In “Averted Vision” (NYTimes.com, August 2, 2009), Tim Kreider proposes that happiness is a something like a state of nostalgia for times past — that some of his happiest memories were in fact miserable as he experienced them. He says when he’s lost himself drawing cartoons, he’s happy, though he’s not aware of his happiness or self-consciously searching for it.
This is what Philip Zimbardo and John Boyd called “finding the flow of the activity” in their book, “The Time Paradox.” The psychologists might also gently suggest that Kreider, who already acknowledges the past as a source of happiness, see the present and future in the same light.
Kreider writes:
I suspect there is something inherently misguided and self-defeating and hopeless about any deliberate campaign to achieve happiness.
But Zimbardo and Boyd urge readers to shape their present and future to lend themselves to finding happiness. In fact, feeling a sense of control in one’s life — feeling efficacious, and able to actualize one’s plans — is fundamental to having a good attitude and feeling happy.
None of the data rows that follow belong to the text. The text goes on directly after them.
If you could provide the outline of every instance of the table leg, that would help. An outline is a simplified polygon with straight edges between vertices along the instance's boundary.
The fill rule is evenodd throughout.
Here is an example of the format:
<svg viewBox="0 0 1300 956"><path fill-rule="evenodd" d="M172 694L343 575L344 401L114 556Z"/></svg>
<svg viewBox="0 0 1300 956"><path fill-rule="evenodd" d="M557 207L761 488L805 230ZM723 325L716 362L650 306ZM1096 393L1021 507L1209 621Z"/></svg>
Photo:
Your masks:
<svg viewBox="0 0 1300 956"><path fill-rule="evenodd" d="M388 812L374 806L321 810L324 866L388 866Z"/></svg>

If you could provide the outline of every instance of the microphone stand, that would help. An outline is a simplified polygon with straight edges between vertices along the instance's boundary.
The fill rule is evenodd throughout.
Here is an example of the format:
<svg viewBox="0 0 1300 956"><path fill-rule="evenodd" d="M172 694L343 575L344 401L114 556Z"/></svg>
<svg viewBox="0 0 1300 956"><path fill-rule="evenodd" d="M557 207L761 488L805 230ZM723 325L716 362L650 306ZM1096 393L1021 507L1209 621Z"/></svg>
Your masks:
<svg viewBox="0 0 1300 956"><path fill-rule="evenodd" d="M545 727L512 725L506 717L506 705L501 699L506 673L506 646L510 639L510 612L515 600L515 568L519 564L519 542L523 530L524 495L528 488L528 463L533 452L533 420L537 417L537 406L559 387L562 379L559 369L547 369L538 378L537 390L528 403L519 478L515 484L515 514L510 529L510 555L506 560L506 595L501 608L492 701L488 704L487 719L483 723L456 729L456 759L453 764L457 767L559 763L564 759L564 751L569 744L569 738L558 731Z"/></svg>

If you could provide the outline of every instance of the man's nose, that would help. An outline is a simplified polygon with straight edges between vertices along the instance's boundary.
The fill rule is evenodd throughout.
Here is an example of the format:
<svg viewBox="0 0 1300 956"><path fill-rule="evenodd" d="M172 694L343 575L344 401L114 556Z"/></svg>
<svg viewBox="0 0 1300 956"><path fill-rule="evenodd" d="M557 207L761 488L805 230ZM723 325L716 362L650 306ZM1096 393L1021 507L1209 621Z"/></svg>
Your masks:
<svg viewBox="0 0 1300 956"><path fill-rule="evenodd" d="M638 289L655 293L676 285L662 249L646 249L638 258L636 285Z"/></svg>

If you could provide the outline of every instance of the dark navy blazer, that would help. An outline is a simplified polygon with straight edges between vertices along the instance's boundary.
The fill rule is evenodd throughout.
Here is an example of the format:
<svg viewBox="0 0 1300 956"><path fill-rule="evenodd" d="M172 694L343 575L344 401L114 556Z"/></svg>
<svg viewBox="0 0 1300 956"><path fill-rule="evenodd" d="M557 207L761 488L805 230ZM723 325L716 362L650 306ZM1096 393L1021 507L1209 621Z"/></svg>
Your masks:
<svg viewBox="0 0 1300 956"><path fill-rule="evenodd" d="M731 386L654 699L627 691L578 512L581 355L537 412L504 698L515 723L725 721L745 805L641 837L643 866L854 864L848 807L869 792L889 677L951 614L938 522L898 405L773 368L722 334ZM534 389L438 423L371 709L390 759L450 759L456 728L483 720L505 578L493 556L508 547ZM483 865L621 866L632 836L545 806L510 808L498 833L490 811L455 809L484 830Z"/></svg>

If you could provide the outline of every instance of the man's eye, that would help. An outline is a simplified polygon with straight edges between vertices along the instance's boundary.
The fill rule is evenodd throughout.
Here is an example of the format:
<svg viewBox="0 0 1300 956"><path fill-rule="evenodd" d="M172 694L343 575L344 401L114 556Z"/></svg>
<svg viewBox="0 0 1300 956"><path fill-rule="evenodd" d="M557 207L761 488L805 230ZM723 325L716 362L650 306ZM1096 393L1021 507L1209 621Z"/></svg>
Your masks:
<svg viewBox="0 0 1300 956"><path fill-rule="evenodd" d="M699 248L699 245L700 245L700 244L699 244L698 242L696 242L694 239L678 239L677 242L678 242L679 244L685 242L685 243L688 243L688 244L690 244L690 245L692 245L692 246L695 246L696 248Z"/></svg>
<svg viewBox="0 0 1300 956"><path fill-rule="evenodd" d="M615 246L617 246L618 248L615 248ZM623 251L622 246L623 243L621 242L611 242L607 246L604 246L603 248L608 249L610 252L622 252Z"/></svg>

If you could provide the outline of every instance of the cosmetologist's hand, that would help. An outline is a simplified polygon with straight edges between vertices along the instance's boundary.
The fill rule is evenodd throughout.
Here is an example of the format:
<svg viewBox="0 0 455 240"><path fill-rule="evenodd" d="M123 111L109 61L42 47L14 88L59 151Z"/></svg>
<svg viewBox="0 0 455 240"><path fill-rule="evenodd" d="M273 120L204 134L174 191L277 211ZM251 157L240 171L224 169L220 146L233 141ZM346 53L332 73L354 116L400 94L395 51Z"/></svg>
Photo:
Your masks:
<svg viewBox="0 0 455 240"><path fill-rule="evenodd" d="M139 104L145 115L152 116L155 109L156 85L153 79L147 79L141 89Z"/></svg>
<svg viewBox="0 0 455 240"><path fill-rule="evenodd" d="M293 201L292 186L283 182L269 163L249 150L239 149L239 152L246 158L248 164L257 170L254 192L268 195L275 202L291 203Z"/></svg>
They acknowledge, too, that happiness is too fleeting to be merely achieved, but it can be cultivated.
Kreider continues:
Maybe we mistakenly think we want “happiness,” which we tend to picture in very vague, soft-focus terms, when what we really crave is the harder-edged intensity of experience.
In “Sex, Drugs and Chocolate: The Science of Happiness,” Paul Martin delves into the importance of the phenomena of pain in evolutionary psychology. Humans weren’t designed to be happy; they were designed to survive. Creatures living in anxiety and fear tended to ensure higher rates of survival. In this sense, Kreider is right — humans are hardwired to pay attention to that which works against us in life. Yet, our base natures need not dictate our potentials for leading lives rich with meaning and purpose.